Como si fuera algo que nunca pasa entre nosotros, en Wal-Mart
de Estados Unidos se detectó que en las cuentas de Wal-Mart de Mexico había un
dinero que se empleó para corromper funcionarios a fin de establecer tiendas de
esta compañía. Wal-Mart tuvo un crecimiento inmenso el año pasado, convirtiéndose
en el generador de empleos más grande de México, aunque parece que los medios
no han sido los más adecuados. Me llamó la atención un artículo de Román Revueltas
a este respecto, en el que comentaba lo siguiente: El problema con México es que
no tenemos las herramientas para aplicar siquiera las infracciones más
elementales porque la corrupción se nutre, esencialmente, del ejercicio de los
actos de autoridad: te sorprendí tirando basura, te dice el inspector, pero en
vez de cobrarte esos mil dólares que debieran de ir a las arcas del erario, me
voy a embolsar 300; tú ganas y yo gano; o mejor dicho, tú dejas de perder 700 y yo, ahí
sí, hago un negocio redondo. Y, bueno, Wal-Mart no necesita repartir
gratificaciones cuando va a edificar un supermercado en un centro comercial,
digamos, en Waco, en Amarillo o en Harlingen. Pero, señoras y señores, aquí es
otra cosa. Aquí tenemos otras costumbres. Y ellos también saben adaptarse. Tan
sencillo como eso. La corrupción
como medio para lograr las cosas puede parecer un atajo, pero es la destrucción
del camino que permite transitar en la sociedad. La corrupción se nutre de la
conciencia a al que no le importa dañar a la sociedad si con ello se genera un
beneficio propio. Siempre queda la siguiente excusa: es que si yo no lo hago,
alguien más lo hará. Sorprendámonos de lo bajo que habremos caído cuando
pensemos de esta manera, asustémonos de nosotros mismos cuando este pensamiento
se haga decisión, porque en ese momento estamos sembrando en la red que nos
rodea el principio de la destrucción. Una destrucción que no respetará nada, ni
la familia, ni la religión, ni la política, ni la sociedad, ni nada, porque no
respeta en primer lugar a nuestra propia conciencia. Siempre han existido y existirán
personas corruptas, pero tenemos que luchara para no pertenecer a esa ralea.
Cuando cuestionas
la corrupción en una conversación entre amigos, siempre aparece la expresión:
es que no hay de otra, es que lo legal es imposible. Qué trágica es una
sociedad que para funcionar tiene que romper las leyes que se ha dado, pues
esto es lo que parece suceder en muchos casos. Si no hay otra alternativa, qué
problema más grande tenemos, porque quiere decir que lo que nos rigen no son
leyes sino conveniencias. La diferencia entre una ley justa y una conveniencia
radica fundamentalmente en que la ley debe buscar el bien, mientras la
conveniencia siempre estará sometida al gran riesgo del capricho. ¿Y si dudamos
de que la ley busque el bien? el problema se sigue haciendo más grande. Si la
ley no es lo que distingue el bien del mal, sino que es solamente una regulación
arbitraria que indica lo que en este momento conviene, hemos sometido la ley al
capricho de la conveniencia. Entonces nuestra sociedad va a la deriva moral.
Parece que el
malo de esta película es solo el “pérfido empresario” que corrompe. Pero ¿todo
esto no es un camino de dos vías: el que corrompe y el que se deja corromper?
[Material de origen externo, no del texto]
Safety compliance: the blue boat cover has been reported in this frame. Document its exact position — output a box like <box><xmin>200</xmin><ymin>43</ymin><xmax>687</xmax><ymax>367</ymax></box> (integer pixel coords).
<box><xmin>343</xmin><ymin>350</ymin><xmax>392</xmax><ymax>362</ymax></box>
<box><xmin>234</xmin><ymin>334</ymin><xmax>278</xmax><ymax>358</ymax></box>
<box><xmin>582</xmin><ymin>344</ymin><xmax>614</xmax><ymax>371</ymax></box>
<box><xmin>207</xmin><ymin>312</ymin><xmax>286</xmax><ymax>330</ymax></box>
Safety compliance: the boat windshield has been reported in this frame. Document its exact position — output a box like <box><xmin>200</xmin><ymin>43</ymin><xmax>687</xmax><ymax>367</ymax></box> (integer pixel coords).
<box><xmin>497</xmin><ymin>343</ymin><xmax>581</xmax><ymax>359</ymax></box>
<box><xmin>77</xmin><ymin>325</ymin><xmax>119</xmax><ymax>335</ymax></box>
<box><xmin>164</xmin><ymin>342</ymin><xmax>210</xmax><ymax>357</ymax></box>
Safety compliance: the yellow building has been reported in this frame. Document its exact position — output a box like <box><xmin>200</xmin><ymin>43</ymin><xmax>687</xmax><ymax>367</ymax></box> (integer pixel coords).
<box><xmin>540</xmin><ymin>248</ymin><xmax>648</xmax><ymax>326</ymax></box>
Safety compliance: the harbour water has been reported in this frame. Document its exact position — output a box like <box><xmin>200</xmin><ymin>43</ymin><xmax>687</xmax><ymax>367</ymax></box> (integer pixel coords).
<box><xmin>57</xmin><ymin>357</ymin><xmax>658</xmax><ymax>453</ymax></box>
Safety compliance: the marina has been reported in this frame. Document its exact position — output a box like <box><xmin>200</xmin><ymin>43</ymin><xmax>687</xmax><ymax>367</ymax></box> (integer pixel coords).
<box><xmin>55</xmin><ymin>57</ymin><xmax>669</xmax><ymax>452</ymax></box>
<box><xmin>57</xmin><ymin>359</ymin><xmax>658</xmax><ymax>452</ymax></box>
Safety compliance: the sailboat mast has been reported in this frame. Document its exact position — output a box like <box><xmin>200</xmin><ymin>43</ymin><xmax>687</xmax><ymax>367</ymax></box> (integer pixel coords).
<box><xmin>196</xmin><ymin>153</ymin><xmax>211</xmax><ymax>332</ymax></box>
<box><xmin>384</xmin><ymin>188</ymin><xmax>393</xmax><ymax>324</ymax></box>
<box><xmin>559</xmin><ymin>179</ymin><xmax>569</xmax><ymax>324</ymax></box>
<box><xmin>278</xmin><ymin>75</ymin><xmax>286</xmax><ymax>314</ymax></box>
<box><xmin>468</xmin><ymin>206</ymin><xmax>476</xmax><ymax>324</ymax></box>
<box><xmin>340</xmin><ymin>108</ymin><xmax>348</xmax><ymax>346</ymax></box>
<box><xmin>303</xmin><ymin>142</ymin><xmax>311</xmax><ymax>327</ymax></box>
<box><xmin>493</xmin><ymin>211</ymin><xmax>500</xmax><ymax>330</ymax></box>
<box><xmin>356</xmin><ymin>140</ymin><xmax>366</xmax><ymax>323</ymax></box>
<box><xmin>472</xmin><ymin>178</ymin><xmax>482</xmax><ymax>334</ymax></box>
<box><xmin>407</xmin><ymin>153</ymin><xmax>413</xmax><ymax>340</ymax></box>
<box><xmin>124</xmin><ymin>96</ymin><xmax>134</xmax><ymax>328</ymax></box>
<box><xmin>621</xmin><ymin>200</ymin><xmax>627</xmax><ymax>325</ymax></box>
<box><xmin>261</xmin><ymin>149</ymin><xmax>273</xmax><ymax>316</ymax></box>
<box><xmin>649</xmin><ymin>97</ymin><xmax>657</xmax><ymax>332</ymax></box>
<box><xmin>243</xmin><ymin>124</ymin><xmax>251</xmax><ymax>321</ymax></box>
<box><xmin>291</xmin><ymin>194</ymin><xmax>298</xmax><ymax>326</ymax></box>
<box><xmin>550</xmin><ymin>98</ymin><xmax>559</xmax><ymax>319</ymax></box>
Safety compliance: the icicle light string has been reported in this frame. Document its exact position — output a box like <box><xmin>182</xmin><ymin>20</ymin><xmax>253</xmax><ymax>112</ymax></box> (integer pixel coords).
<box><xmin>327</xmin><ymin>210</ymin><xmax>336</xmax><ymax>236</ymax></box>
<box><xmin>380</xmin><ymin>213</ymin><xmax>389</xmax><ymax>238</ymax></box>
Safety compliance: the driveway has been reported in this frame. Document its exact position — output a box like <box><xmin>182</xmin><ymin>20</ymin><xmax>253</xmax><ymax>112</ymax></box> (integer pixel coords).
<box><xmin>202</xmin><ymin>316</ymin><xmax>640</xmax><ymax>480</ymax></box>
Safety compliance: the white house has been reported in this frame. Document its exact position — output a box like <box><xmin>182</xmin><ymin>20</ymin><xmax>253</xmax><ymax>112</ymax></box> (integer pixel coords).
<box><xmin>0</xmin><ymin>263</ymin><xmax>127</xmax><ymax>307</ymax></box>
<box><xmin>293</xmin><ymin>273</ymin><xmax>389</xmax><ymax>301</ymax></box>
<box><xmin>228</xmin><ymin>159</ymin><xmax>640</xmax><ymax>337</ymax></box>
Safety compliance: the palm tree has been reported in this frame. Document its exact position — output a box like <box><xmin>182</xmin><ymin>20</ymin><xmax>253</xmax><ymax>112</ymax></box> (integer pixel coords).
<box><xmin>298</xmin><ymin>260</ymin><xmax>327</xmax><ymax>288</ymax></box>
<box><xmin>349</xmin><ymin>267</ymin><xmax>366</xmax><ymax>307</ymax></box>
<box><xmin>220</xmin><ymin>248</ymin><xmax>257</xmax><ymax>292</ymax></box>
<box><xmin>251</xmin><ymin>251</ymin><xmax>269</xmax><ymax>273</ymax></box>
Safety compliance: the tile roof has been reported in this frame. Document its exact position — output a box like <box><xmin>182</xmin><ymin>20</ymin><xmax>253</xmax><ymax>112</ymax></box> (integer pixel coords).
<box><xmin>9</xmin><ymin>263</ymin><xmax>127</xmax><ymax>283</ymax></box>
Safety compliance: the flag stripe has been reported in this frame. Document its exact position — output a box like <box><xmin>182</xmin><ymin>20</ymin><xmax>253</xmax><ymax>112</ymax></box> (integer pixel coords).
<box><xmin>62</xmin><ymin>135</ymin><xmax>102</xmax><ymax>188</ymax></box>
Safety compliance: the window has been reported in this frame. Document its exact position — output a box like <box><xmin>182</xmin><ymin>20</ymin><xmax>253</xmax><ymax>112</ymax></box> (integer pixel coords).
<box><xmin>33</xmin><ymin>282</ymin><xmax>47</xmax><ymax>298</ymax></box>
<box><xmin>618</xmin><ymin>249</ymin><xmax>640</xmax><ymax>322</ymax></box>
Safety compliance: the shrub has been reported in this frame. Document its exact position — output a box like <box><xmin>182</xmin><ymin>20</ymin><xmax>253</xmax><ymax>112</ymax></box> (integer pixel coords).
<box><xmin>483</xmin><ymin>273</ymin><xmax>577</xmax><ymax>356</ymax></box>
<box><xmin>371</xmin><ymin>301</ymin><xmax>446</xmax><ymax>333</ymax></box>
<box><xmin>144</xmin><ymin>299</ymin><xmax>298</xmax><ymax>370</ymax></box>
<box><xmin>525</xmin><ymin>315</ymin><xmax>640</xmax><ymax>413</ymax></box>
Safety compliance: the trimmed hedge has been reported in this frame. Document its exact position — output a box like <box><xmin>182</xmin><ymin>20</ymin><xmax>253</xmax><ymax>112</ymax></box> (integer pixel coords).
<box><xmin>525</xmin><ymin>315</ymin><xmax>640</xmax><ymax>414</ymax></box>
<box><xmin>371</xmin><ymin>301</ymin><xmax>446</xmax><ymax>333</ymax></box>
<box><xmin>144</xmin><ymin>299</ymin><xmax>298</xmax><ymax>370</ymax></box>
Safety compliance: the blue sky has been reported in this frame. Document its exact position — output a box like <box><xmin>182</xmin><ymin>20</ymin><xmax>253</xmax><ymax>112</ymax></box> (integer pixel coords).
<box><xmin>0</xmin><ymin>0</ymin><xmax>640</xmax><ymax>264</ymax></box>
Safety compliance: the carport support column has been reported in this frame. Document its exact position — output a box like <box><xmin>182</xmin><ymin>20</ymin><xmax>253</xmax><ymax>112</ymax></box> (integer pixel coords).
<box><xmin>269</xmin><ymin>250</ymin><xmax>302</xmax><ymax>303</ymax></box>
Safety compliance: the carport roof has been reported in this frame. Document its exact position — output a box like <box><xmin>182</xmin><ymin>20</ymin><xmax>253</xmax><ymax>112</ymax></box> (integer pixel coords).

¿Quién es quién? Tanto el empresario como el funcionario juegan los dos
papeles. La corrupción no tiene un solo protagonista. Porque cuando tiene un
solo protagonista se llama coacción, como cuando te secuestran y no te queda
otra solución que pagar un rescate. O cuando te asaltan y no tienes otra salida
que entregar la cartera. El caso de Wal-Mart puede ser un ejemplo para
reflexionar. Porque queremos una sociedad en la que busquemos cumplir nuestra
responsabilidad en vez de aprovecharnos de ella. Porque queremos una sociedad
en que se regule para que el afán de lucro no esté por encima del bien de una
comunidad. Porque queremos una sociedad en que un servidor público sea eso y no
un autoservidor a costa del público. Porque queremos una sociedad en que la ley
esté al servicio del bien común y no de la conveniencia particular. Antes de
señalar a los demás, veámonos al espejo y digámonos: ¡Por favor, no me corrompas!